I'm trying to cluster a list of strings based on their similarity.
For example, if my strings are: ABCD45, ABCD67, ABCD921, XYZ12, XYZ94
Then after clustering,
ABCD45, ABCD67 & ABCD921 will be assigned to Cluster 1
XYZ12 & XYZ94 will be assigned to Cluster 2
I've tried out this solution for Hierarchical clustering based on Levenshtein distance as mentioned in this answer: https://stackoverflow.com/a/21513338/14485257
The code for the same is as follows:
set.seed(1)
rstr <- function(n,k){ # vector of n random char(k) strings
sapply(1:n,function(i){do.call(paste0,as.list(sample(letters,k,replace=T)))})
}
str<- c(paste0("aa",rstr(10,3)),paste0("bb",rstr(10,3)),paste0("cc",rstr(10,3)))
# Levenshtein Distance
d <- adist(str)
rownames(d) <- str
hc <- hclust(as.dist(d))
plot(hc)
rect.hclust(hc,k=3)
df <- data.frame(str,cutree(hc,k=3))
In this example there are only a total of 30 strings for which the value of k=3 has been randomly selected and serves the purpose. But when I use this same approach on my data which has 6000 strings and keep varying the k value, the cluster distribution keeps changing drastically.
The output of the aforementioned code on the example strings is exactly how I need it - it assigns the cluster no. against each string.

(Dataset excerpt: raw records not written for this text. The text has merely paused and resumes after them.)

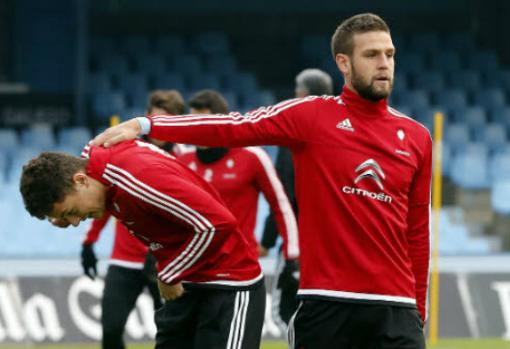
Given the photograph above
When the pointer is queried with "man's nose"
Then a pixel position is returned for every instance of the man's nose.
(75, 221)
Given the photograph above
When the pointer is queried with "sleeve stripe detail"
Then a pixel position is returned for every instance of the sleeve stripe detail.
(283, 201)
(232, 118)
(202, 222)
(205, 230)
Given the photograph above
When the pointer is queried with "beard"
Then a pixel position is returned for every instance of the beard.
(367, 90)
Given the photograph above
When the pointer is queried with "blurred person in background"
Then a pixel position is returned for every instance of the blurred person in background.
(240, 175)
(309, 82)
(131, 267)
(363, 173)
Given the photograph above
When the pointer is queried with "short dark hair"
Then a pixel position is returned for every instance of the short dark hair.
(209, 99)
(342, 40)
(47, 179)
(170, 101)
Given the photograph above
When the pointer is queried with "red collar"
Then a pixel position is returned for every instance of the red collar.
(363, 107)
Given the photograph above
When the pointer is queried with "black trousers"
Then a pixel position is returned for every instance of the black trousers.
(319, 324)
(283, 297)
(213, 319)
(121, 290)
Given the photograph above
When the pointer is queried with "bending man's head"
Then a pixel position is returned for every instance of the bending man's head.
(55, 185)
(313, 82)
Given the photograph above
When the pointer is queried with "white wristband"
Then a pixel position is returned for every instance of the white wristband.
(145, 125)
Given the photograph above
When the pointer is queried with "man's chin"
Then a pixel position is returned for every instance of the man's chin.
(97, 214)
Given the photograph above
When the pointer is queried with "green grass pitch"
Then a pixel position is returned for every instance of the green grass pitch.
(443, 344)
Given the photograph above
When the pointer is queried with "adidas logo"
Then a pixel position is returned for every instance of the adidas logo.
(345, 125)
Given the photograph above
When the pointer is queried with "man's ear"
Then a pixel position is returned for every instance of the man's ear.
(343, 63)
(80, 178)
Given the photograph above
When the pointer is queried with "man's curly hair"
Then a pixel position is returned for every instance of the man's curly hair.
(47, 179)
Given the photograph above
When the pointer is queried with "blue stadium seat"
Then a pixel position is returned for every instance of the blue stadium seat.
(486, 61)
(446, 61)
(400, 82)
(212, 43)
(133, 45)
(99, 83)
(114, 64)
(105, 105)
(411, 62)
(469, 80)
(499, 167)
(205, 81)
(8, 139)
(475, 149)
(232, 100)
(130, 113)
(451, 99)
(150, 63)
(470, 171)
(500, 192)
(244, 83)
(313, 48)
(222, 65)
(187, 64)
(4, 165)
(258, 99)
(501, 115)
(446, 159)
(400, 41)
(494, 135)
(170, 45)
(100, 47)
(416, 98)
(103, 45)
(457, 136)
(431, 81)
(406, 110)
(74, 136)
(38, 136)
(134, 83)
(426, 115)
(424, 42)
(19, 159)
(463, 42)
(503, 80)
(138, 99)
(490, 98)
(503, 150)
(474, 117)
(170, 80)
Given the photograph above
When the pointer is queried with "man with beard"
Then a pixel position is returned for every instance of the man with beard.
(363, 175)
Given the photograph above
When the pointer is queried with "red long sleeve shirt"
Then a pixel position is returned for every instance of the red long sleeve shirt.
(174, 212)
(363, 174)
(239, 177)
(127, 251)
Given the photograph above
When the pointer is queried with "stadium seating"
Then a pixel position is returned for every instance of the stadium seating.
(447, 73)
(38, 136)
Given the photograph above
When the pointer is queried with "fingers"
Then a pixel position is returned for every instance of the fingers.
(114, 140)
(170, 292)
(125, 131)
(88, 272)
(59, 222)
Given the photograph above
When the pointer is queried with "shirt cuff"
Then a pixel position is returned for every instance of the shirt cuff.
(145, 125)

But my issues are the following:
- How to select the most appropriate k value?
- If I have a relatively larger list of say 50,000 strings, should I still follow the same approach or some other clustering technique altogether?
My final objective is to eventually get a dataframe having each string assigned to a particular cluster number.